II. UNE ORGANISATION DE LA SÉCURITÉ PAR LES POUVOIRS PUBLICS QUI A NÉGLIGÉ LES SUPPORTERS

A. UNE PRISE EN COMPTE DES SUPPORTERS INSUFFISANTE

Les auditions des associations de supporters ont mis en avant une organisation de la sécurité du match fondée sur une vision datée des supporters britanniques, renvoyant aux hooligans des années 80 . Les responsables publics ont ainsi été presque exclusivement attachés à gérer sous l'angle du maintien de l'ordre les supporters anglais sans billet, qui ont une habitude connue de venir soutenir leur équipe pour profiter de l'ambiance du match à l'extérieur du stade.

Les organisateurs se sont ainsi privés des moyens sociaux qui permettent d'acheminer les flux de spectateurs au stade ou de les divertir aux alentours du stade ou à des endroits sécurisés en ville.

Ont ainsi manqué : un accueil par des agents en gare pour orienter les spectateurs dans leur langue, une signalétique adéquate, des annonces sonores ou sur les portables pour les informer en temps réel, dans leur langue, de ce qu'il se passait et notamment que le début du match avait été décalé d'une demi-heure, ce qui aurait évité les mouvements de foule pour accéder à l'enceinte...

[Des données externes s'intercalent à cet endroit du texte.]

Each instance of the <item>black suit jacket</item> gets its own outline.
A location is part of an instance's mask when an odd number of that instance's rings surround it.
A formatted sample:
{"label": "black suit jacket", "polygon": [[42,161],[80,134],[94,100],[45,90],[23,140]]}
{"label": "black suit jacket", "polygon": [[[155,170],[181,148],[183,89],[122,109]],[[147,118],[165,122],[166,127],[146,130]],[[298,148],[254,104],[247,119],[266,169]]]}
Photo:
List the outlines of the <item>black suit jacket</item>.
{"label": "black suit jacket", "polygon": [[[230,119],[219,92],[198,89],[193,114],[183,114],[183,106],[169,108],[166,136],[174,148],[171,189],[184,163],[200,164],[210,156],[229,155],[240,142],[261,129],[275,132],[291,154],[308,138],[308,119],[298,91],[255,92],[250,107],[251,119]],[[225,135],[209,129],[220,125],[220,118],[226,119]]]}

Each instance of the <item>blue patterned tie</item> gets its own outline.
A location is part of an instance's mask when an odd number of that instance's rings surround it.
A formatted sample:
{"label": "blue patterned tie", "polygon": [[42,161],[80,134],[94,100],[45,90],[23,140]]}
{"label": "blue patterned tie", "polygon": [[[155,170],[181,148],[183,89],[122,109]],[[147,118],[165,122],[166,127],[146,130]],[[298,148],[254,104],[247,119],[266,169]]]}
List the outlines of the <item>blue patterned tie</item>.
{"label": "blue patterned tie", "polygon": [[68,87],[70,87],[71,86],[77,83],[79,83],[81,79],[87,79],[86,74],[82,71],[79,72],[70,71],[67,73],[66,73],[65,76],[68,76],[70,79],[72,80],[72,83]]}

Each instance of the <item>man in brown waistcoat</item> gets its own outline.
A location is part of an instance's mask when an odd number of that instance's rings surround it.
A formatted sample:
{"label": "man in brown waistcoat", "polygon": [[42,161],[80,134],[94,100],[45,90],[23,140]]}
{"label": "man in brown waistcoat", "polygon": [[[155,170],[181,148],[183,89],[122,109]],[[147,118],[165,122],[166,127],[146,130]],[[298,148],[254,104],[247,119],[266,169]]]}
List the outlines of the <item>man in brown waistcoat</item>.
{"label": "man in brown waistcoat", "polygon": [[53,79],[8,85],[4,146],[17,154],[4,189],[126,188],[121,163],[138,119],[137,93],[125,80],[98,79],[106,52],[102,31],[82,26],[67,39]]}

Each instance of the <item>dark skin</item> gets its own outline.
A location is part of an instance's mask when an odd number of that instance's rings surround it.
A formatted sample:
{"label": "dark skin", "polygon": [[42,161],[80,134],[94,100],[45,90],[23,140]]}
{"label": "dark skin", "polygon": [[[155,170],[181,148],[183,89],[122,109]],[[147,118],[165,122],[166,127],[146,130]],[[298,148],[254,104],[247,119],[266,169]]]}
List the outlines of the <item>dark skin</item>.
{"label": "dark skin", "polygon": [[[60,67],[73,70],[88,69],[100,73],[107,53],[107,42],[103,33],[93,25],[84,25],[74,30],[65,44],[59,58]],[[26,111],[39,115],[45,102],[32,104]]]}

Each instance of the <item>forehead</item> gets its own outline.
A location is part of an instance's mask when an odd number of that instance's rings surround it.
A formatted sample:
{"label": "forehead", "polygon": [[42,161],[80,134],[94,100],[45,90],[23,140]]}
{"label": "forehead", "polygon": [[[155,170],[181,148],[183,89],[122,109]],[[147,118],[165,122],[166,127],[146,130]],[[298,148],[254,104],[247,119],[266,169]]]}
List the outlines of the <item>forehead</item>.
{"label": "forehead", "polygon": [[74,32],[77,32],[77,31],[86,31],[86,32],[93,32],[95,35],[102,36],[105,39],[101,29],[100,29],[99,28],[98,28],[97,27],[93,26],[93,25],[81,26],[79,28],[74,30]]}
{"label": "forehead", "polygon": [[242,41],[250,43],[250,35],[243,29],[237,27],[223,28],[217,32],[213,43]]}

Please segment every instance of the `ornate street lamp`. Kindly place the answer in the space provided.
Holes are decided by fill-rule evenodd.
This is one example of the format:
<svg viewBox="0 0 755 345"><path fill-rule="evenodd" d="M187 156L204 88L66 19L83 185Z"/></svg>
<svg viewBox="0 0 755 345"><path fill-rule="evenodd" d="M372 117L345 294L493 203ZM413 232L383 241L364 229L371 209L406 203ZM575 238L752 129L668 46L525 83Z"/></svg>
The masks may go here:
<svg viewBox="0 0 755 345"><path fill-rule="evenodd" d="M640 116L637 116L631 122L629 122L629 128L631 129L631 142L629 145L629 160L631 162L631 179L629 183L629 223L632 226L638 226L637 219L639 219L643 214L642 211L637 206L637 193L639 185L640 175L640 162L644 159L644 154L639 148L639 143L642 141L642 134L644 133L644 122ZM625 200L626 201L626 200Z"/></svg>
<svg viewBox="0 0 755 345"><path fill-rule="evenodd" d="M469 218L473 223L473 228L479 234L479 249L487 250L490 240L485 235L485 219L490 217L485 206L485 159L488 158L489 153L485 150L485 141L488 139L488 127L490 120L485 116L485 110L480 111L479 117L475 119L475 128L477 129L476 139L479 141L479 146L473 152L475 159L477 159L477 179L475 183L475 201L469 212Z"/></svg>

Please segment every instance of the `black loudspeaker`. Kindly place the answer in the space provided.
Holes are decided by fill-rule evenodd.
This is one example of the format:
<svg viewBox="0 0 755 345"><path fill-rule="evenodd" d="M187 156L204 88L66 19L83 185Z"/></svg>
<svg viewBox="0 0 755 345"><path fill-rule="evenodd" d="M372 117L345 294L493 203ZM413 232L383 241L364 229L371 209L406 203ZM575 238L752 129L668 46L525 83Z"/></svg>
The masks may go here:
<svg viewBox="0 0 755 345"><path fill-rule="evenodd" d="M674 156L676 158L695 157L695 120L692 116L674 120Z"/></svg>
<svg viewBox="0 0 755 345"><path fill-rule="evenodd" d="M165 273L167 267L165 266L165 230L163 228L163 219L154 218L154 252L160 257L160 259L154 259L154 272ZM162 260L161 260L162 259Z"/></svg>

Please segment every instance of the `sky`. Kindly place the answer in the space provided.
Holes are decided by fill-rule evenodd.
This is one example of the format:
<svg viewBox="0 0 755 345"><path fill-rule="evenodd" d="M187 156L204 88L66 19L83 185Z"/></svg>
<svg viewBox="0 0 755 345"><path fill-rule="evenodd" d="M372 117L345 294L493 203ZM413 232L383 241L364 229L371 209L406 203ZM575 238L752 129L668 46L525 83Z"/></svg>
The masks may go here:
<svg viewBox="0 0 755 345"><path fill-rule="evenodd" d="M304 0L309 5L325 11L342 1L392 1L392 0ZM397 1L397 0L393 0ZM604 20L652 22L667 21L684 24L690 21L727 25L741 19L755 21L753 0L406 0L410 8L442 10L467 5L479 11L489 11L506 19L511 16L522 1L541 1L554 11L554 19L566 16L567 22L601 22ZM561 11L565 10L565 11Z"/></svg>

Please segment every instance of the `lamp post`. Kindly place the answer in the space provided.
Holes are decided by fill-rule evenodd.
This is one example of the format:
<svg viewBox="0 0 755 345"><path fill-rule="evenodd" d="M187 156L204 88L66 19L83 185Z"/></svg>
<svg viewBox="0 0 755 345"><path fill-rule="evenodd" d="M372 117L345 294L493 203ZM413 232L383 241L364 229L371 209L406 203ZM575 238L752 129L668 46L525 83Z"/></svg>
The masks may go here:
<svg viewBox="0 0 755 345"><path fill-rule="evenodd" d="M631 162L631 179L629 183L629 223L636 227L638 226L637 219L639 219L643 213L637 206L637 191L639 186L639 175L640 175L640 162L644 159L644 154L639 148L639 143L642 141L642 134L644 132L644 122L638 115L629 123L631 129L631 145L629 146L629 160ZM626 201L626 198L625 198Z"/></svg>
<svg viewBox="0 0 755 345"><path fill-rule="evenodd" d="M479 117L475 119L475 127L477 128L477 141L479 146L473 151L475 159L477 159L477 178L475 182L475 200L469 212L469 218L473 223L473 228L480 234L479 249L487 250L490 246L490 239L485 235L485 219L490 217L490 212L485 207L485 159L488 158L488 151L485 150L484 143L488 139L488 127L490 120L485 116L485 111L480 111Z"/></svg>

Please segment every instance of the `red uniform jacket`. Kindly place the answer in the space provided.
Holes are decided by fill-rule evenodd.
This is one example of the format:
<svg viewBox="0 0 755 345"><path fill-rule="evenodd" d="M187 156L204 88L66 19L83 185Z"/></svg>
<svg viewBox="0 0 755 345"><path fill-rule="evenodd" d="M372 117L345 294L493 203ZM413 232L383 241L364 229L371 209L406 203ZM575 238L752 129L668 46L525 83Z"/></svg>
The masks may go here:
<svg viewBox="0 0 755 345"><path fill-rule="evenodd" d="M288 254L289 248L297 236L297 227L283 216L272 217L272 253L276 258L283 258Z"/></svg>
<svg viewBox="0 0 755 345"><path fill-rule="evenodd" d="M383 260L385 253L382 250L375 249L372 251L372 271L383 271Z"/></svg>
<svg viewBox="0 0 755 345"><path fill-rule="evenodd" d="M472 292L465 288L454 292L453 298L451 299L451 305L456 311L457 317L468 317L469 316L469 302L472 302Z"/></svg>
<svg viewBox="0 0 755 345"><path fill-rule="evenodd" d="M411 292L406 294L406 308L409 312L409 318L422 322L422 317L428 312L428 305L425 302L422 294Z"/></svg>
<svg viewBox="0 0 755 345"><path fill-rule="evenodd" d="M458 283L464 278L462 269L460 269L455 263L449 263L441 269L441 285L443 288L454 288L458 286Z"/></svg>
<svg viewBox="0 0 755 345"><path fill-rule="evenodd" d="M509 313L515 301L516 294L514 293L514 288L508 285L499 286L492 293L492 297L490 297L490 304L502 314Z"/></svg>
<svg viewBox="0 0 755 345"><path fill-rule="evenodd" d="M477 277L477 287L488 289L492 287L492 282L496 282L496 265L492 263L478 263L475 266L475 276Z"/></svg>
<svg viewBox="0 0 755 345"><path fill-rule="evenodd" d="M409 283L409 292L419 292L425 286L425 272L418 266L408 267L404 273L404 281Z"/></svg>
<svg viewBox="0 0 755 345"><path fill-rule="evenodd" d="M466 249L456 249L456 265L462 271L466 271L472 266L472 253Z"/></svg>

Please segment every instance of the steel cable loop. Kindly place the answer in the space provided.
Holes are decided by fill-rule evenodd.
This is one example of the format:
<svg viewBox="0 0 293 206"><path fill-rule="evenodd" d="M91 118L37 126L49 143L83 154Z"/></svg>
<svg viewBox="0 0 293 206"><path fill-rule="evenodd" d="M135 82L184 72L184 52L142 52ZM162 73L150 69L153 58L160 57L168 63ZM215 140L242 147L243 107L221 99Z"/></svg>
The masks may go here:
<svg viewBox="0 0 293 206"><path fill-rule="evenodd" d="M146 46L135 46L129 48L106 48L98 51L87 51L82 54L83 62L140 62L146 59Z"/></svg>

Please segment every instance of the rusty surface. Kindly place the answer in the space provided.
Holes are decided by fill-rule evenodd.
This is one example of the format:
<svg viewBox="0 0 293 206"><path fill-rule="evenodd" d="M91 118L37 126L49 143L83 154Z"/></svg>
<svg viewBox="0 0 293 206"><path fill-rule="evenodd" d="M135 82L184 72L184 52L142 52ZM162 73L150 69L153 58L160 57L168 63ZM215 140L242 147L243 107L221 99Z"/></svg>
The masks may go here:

De manière plus générale, l'accueil dans un cadre festif des supporters a été négligé : les fan zones ont été organisées tardivement et s'agissant des supporters de Liverpool, loin du stade ; l'interdiction de l'alcool à partir de 18 heures aux alentours du stade a contribué à leur arrivée tardive sur le site du Stade de France. Ainsi que l'a relevé le maire de Saint-Denis, Mathieu Hanotin, « l'organisation des fan zones , l'autorisation de consommer de l'alcool jusqu'au début du match, ainsi que les animations musicales et sportives autour du stade, sont des éléments de contrôle social permettant de ramener au plus tôt la population aux abords du stade, afin de fluidifier les parcours et de permettre à un maximum de personnes de rentrer progressivement dans l'enceinte . »

Enfin, les interlocuteurs immédiats des supporters, les stadiers, ont été incapables de leur expliquer ce qu'il se passait. Ils ont rapidement été débordés : placés dans la situation inhabituelle sinon inédite d'avoir à exercer un premier contrôle de validité des billets au niveau des points de filtrage, les stadiers ont d'abord douté de la qualité des stylos de vérification fournis avant, selon le préfet de police, de quitter leur poste face à la pression de la foule. Ainsi que l'a souligné la FFF lors de son audition, il est difficile de recruter des stadiers disposant des agréments nécessaires à l'exercice de la sécurité privée et formés adéquatement, notamment en langues étrangères, pour l'exercice de leur fonction sur des événements sportifs de grande ampleur. La formation des forces de sécurité aux relations avec une foule majoritairement étrangère doit également être interrogée.

Enfin, l'accueil des supporters nécessite également de veiller à ce que leurs conditions de retour après le match soient bonnes : les supporters espagnols ont déploré le passage sur une passerelle assez étroite franchissant le canal sans personne pour réguler le flux, et le manque d'éclairage public alors que le sol était jonché de bouteilles cassées...

Tout ceci laisse à penser que l'expérience spectateur n'a pas été prise en compte par les organisateurs de l'événement.

Le dialogue avec les supporters doit permettre de mieux partager les informations et de rendre plus efficaces les dispositifs mis en place .

Recommandation n° 13 : faire évoluer le regard des autorités publiques sur les supporters et créer les conditions d'un dialogue permanent afin de faire de leurs représentants des partenaires dans le cadre de la préparation et du déroulement des grands événements (État, FFF).